Navigating 2025: The case for defensive assets in SMSF portfolios
Self-managed superannuation funds (SMSFs) in Australia are allocating a significant proportion of their assets towards Australian shares, property, and cash and largely ignoring offshore shares and fixed income investments.
This imbalance exposes these retirement funds to heightened vulnerability in the event of a downturn in either the Australian equities or property markets.
The total value of superannuation assets grew in the third quarter of 2024, reaching $4.1 trillion by the end of September. Of this, assets in APRA-regulated super funds increased by 15.1%, bringing them to $2.83 trillion. Meanwhile, the value of assets in SMSFs grew by 10.9%, reaching a record high of $1.02 trillion.
A clear picture SMSFs’ asset allocation
According to the Australian Taxation Office, SMSFs invested total assets in the September quarter:
· $286.3 billion in Australian shares, or around 28%,
· $161.7 billion in cash and term deposits, or around 16%,
· $165.2 billion in direct property, or 16%.
However, fixed-income investments accounted for just $11.8 billion of SMSF assets with another $6.9 billion invested in loans - just 1.8% of SMSF total assets.
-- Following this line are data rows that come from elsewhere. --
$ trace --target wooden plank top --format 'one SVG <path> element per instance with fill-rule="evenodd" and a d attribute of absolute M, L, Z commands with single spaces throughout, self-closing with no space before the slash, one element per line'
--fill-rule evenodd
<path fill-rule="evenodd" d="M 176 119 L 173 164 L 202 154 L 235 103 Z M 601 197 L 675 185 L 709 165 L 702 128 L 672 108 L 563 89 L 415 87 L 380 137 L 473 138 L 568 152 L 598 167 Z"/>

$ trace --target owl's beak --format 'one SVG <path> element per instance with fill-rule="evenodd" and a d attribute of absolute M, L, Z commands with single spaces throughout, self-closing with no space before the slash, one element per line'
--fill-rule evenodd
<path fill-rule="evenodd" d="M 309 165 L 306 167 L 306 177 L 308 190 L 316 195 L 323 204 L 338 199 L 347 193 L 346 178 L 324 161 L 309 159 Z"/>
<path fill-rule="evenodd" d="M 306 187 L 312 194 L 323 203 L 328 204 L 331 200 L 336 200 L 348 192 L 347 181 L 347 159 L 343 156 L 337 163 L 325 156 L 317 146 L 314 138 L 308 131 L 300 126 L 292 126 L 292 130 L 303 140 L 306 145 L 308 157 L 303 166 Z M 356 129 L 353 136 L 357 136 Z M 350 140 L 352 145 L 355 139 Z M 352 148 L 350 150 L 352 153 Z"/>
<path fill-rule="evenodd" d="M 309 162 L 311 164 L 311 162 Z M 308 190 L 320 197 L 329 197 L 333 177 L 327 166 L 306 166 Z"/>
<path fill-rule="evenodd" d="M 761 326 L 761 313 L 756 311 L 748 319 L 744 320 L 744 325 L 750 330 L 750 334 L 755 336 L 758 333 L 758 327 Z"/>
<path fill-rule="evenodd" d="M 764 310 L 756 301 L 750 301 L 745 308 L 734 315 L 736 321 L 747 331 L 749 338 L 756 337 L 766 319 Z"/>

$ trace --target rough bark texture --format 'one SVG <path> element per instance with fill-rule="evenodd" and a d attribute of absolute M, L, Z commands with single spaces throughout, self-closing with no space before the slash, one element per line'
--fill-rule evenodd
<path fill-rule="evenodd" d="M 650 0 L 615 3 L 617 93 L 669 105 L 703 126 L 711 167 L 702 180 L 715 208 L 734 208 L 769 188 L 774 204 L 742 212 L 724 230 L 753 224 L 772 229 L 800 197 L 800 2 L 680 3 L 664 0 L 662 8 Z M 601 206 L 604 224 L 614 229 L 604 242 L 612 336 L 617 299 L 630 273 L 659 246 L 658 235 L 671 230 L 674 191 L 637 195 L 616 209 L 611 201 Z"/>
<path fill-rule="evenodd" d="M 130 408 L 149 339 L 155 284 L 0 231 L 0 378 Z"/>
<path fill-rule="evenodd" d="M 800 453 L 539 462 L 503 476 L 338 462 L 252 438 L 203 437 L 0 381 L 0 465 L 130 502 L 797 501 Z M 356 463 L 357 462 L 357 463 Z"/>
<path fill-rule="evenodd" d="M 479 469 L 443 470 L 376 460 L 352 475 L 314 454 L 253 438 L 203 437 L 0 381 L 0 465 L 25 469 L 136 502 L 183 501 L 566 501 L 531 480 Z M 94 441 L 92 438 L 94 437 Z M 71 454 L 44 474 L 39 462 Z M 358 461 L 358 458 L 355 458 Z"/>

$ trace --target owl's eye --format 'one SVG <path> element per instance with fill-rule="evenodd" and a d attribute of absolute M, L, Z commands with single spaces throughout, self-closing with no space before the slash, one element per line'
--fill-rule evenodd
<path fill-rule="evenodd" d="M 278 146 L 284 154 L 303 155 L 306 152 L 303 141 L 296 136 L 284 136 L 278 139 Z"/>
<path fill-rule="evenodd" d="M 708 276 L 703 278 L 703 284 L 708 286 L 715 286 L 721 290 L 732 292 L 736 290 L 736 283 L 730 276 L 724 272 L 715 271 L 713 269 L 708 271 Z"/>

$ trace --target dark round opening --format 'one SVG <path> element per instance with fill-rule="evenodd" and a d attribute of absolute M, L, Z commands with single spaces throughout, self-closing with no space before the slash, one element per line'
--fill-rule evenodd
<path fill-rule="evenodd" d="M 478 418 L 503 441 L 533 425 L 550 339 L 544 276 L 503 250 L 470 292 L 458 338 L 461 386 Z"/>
This is a small amount given that SMSFs have over one trillion dollars in assets under management.
Performance boost in new asset classes
Research from the University of Adelaide’s International Centre for Financial Services, commissioned by the SMSF Association, shows that self-managed super funds (SMSFs) have, on average, outperformed APRA-regulated super funds by 1.2 percentage points over the past five years, up to June 30, 2023. This shows that SMSFs tend to offer more consistent returns over time.
Between July 1, 2018, and June 30, 2023, SMSFs had an average return of 6.5% per year, compared to 5.3% for APRA-regulated funds.
The data shows that the median rate of return for SMSFs in the year ended June 30, 2023, was 6.8% compared with 8.4% for retail and industry funds regulated by the APRA, which is most likely due to SMSFs smaller allocation to international markets.
Neglecting defensive assets could be risky in 2025
SMSFs could create more resilient portfolios by increasing their allocation more to defensive asset classes. The ATO figures also highlight a stark neglect of fixed income, especially considering the substantial assets under management.
The current investment landscape warrants a more balanced approach to asset allocation. Fixed income assets such as private credit investments exhibit lower volatility compared to shares.
In the prevailing economic climate, characterised by uncertainty with the new Trump government and ongoing conflict in Eastern Europe and the Middle East, the stability offered by fixed income could be crucial over the remainder of 2025. The negative or low correlation that fixed income typically has with shares can act as a buffer during periods of market turbulence.
For income seeking investors who are willing to take on more risk than that involved with cash or term deposits, private credit investments can deliver investors yields of 9%-10% per annum, which is around two to three times more than the average returns on cash savings accounts and on residential properties, which typically fall below 5%.
Private credit funds typically pay a premium to returns on Australian investment grade corporate bonds, as measured by the S&P Australia Investment Grade Corporate Bond Index, which returned 6.6% over the year to 25 February 2025. That yield has been falling progressively over the past year and could fall further with February’s official interest rate cut.
The cash drag
The central bank’s recent decision to lower interest rates will also impact SMSF cash savings, with returns after inflation likely to drop towards zero or below. With interest rates on online savings accounts typically yielding less than 2% and likely to fall further, that exposes many savers to real returns less than zero. Compared to official inflation of 2.5% in January, returns on bank online savings accounts are substantially lower, and averaged just 1.75% in January 2025, down from over 2% a year ago.
For these reasons, SMSFs should consider diversification into private credit, which offers a relatively attractive income streams and capital protection through stringent loan assessment and loan management processes, often combined with mortgages over real property as security. This is important because ultimately, it is income-yielding assets that will support investors in everyday living and in retirement.